Les Vikings en Amérique… pour de vrai cette fois !

Bon, on ne va pas se mentir, on s’est fait avoir la semaine dernière, mais gageons que cette histoire inventée par des petits malins deviendra réelle un jour, car il y a fort à parier que ces grands explorateurs ont été tentés de voir ce qu’il y avait plus au sud. Aujourd’hui, que savons nous vraiment de la découverte de l’Amérique par les Vikings ? Est-elle prouvée ? Elle l’est ! La preuve par la reconstitution.

Que nous disent les sagas scandinaves ? D’abord transmises oralement, ces récits furent couchés sur le papier à partir du 12e siècle. L’une d’elles raconte les voyages d’Erik le Rouge et de Bjarni Herjolfsson qui, partis du Groenland avec un équipage d’une trentaine d’hommes, jetèrent l’ancre dans une baie qu’ils jugèrent idyllique, avec des prairies grasses, des forêts, de l’eau et du poisson en abondance, un climat doux. Ils décidèrent de rester et installèrent un campement.
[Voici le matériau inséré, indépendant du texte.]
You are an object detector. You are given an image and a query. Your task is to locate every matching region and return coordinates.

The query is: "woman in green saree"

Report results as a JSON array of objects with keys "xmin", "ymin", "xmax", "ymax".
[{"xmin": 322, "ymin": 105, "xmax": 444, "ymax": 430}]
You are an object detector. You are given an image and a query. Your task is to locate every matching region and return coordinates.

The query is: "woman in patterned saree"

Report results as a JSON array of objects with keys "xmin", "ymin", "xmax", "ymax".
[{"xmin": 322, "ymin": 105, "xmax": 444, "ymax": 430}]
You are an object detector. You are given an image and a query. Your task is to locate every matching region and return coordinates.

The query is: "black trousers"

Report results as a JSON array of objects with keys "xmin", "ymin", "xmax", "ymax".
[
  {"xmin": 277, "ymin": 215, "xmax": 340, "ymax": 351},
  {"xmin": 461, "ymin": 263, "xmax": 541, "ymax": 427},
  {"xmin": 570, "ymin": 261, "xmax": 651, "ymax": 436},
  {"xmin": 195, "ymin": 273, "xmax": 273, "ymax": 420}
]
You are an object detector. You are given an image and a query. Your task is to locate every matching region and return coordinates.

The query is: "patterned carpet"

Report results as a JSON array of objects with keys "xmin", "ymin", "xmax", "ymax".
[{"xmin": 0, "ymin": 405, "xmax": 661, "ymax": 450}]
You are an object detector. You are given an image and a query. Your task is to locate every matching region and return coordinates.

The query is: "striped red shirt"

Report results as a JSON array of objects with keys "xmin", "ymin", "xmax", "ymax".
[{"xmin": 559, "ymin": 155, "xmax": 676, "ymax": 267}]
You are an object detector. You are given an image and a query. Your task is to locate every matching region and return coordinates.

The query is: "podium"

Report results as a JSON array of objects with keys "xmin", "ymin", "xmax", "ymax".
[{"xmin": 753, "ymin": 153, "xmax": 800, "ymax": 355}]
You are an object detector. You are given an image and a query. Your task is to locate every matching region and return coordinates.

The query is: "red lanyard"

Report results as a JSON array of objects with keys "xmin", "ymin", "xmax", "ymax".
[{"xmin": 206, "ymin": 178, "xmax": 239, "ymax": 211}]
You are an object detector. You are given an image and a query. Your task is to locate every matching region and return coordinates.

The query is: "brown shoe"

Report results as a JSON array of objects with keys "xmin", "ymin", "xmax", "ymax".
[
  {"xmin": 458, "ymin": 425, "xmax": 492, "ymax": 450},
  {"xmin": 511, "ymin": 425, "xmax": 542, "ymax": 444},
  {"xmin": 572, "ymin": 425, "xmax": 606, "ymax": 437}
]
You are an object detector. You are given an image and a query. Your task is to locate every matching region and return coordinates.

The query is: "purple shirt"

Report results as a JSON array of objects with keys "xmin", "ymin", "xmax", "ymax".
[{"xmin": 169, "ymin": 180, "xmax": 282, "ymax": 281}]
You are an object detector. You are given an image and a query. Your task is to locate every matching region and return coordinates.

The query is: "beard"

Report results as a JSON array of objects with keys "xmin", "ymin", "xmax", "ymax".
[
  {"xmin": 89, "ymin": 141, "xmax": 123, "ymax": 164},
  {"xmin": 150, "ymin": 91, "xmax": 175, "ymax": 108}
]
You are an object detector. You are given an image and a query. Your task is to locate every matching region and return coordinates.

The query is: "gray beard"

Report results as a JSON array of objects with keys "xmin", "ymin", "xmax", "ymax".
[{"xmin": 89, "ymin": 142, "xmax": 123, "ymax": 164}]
L’un des hommes, nommé Tyrkir le Germain, s’aventura hors de la colonie et découvrit que le pays regorgeait de raisin sauvage. Ainsi, il fut appelé Vinland : « le Pays du vin ». A l’été suivant, les Vikings repartirent pour le Groenland. D’autres les imitèrent ensuite, dont le commerçant islandais Thorfinn Karlsefni, avec 135 hommes et 15 femmes embarqués avec du bétail sur au moins  trois navires. Ils rencontrèrent les Skrælings (les Indiens), qui finirent par les rejeter à la mer. Cette découverte du « Nouveau Monde » eut lieu cinq siècles avant Christophe Colomb.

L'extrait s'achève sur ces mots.